How do I buy a foreclosed home that I can't find listing for?
There is a home that I am intersted in but i can't find it on zillow or any listings. I did some googling that I think that it is foreclosed. Am I able to look at it? How do I make an offer or at least tour a foreclosed home?
Asked By Jan L | Worcester, MA | 4 views | Buying | Updated 8 hours ago
Finding those 'hidden' foreclosures takes a bit of detective work, but it’s a great way to find opportunities before the rest of the market even knows they exist. In Missouri, the process moves pretty fast because we're a non-judicial state, so you really have to know where to look.
Here is how I’d track those down for you:
Public Record Deep Dives: We start at the County Recorder of Deeds. I look for 'Notice of Default' or 'Lis Pendens' filings.

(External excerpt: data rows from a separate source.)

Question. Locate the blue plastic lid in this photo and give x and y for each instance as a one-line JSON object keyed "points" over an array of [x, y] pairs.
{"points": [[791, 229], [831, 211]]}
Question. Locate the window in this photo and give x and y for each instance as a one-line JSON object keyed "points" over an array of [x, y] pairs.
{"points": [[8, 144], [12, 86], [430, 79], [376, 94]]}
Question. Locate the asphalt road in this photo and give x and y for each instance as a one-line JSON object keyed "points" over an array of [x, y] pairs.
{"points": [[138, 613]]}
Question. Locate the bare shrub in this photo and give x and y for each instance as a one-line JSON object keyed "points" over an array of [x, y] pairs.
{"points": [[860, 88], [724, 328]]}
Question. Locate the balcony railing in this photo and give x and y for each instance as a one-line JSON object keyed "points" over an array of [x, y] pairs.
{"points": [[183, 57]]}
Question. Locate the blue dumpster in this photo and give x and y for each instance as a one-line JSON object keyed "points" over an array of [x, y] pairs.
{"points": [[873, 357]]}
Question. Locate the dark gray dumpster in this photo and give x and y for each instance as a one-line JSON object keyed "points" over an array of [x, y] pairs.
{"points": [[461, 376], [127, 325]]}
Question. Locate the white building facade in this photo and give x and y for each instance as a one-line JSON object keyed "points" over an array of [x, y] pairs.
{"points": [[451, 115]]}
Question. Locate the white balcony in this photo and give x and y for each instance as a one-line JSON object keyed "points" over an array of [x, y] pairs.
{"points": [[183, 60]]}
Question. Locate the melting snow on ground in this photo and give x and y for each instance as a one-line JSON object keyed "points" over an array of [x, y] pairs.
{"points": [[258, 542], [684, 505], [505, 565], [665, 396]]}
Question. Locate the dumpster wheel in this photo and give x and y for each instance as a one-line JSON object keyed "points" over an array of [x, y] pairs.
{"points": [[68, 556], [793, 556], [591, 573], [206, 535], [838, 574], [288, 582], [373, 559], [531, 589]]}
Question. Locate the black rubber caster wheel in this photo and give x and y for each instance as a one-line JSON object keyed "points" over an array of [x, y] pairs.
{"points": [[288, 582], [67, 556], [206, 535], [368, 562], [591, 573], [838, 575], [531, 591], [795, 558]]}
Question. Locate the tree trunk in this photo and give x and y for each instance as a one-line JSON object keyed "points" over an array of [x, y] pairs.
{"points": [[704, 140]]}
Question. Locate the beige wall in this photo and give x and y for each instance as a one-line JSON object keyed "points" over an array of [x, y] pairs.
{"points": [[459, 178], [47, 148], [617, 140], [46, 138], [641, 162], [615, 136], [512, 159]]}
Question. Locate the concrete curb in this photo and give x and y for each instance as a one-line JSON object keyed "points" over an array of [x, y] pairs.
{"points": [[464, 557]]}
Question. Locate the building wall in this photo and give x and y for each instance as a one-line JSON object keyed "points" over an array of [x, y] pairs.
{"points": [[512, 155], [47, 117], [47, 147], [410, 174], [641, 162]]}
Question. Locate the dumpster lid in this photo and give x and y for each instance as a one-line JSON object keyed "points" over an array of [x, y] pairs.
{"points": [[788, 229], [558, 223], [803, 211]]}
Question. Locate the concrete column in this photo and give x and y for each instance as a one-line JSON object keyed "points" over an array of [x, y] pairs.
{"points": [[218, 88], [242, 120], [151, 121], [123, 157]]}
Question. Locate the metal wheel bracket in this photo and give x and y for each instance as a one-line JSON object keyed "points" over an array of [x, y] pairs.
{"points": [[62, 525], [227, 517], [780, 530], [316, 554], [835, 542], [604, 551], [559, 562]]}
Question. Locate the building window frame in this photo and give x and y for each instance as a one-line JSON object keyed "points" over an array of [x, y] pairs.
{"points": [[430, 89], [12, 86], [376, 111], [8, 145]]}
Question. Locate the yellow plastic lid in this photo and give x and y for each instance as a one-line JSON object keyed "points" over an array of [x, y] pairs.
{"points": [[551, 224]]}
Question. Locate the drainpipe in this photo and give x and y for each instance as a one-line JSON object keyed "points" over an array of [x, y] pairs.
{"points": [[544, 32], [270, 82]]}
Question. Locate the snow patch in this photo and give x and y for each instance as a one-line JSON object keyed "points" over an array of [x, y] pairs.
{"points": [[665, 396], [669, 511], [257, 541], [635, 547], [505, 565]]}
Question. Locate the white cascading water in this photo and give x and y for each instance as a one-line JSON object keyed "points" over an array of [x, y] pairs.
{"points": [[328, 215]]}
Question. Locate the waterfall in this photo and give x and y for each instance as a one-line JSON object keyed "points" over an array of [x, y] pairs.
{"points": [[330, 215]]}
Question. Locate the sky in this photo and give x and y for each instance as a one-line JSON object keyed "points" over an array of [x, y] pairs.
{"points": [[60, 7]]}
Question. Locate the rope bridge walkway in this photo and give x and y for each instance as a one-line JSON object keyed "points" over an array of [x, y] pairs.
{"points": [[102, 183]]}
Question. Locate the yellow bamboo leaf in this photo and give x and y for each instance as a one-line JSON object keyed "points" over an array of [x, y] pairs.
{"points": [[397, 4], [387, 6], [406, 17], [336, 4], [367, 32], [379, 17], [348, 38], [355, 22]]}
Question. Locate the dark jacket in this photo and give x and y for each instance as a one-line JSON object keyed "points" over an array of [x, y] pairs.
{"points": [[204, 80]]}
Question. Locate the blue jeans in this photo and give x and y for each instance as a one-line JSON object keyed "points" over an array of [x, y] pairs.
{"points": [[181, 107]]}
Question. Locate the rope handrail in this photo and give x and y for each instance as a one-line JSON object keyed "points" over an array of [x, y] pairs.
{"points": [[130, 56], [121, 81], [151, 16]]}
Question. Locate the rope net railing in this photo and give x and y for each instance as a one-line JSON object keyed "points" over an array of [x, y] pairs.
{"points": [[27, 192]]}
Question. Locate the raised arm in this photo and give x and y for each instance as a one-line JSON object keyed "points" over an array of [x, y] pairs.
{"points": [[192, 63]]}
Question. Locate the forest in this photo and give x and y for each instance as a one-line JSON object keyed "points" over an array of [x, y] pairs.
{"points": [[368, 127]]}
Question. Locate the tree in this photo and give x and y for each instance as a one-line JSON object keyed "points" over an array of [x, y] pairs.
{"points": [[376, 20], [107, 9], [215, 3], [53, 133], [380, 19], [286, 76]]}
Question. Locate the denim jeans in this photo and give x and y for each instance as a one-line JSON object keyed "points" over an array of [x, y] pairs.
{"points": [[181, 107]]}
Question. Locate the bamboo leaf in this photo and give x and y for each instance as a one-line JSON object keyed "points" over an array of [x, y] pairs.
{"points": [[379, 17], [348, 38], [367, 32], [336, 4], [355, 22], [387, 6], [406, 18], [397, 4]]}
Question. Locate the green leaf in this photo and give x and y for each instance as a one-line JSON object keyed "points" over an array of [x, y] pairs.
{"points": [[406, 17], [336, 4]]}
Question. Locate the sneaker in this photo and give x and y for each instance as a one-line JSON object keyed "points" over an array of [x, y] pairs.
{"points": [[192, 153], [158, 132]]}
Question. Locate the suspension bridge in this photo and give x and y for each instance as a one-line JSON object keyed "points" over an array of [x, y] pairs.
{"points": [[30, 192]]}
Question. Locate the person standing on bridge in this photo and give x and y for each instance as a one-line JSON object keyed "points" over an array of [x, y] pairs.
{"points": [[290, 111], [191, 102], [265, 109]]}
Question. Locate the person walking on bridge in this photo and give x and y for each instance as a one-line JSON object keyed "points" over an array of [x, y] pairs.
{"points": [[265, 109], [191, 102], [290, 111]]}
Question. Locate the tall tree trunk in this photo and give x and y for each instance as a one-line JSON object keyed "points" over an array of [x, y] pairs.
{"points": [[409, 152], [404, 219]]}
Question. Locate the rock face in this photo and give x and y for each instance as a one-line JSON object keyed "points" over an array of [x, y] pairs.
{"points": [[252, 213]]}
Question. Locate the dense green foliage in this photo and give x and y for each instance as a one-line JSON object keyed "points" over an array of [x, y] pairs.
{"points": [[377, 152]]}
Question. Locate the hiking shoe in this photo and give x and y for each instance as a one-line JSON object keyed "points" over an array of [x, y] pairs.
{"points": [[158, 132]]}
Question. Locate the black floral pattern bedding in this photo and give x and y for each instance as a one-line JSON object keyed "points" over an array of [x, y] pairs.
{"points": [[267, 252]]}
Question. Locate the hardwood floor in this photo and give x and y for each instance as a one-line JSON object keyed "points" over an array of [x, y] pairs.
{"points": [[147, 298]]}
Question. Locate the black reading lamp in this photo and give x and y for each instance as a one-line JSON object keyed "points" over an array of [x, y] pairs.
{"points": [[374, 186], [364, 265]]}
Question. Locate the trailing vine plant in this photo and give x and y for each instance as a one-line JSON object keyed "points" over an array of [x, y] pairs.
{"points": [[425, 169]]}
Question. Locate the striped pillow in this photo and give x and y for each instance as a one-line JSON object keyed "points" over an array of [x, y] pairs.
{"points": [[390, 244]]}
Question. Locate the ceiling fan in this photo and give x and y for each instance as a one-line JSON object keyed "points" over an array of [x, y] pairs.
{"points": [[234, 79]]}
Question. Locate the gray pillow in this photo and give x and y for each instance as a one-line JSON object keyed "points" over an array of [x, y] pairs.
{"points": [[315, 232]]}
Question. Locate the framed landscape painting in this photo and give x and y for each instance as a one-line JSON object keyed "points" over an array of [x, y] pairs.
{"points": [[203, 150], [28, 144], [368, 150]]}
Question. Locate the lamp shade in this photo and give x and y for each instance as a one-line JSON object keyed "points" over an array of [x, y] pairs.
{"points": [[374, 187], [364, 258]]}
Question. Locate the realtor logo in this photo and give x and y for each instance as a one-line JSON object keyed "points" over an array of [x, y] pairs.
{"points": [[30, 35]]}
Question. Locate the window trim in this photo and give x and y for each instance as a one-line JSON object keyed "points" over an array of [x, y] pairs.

These are the first legal flags that a lender has started the process, often months before the home ever hits a listing site.
The 'Legal Notices' Strategy: By law, a 'Notice of Sale' has to be published in local papers (like The Lake Sun) for four weeks before an auction. Monitoring these weeklies—or the MO Public Notices database—is the most reliable way to find the exact auction dates for unlisted homes.
Direct Bank Portals (REOs): Sometimes after an auction, a bank takes the property back but hasn't assigned an agent to list it yet. I check the internal 'Real Estate Owned' (REO) portals for the big lenders—like Chase, Wells Fargo, or Fannie Mae—to see what’s sitting in their inventory.
Pre-Foreclosure Outreach: If we find a property in the early default stages, we can actually reach out to the owner directly. This opens the door for a short sale, where you buy the home before it ever goes to auction, which can be a win-win for everyone involved.
Professional Aggregators: I also use specialized databases like Foreclosure.com or RealtyTrac. They do the legwork of pulling courthouse records and mapping out properties that aren't on the MLS yet.
The key in Missouri is speed—once that notice is published, we usually only have about 20 to 30 days before it hits the courthouse steps.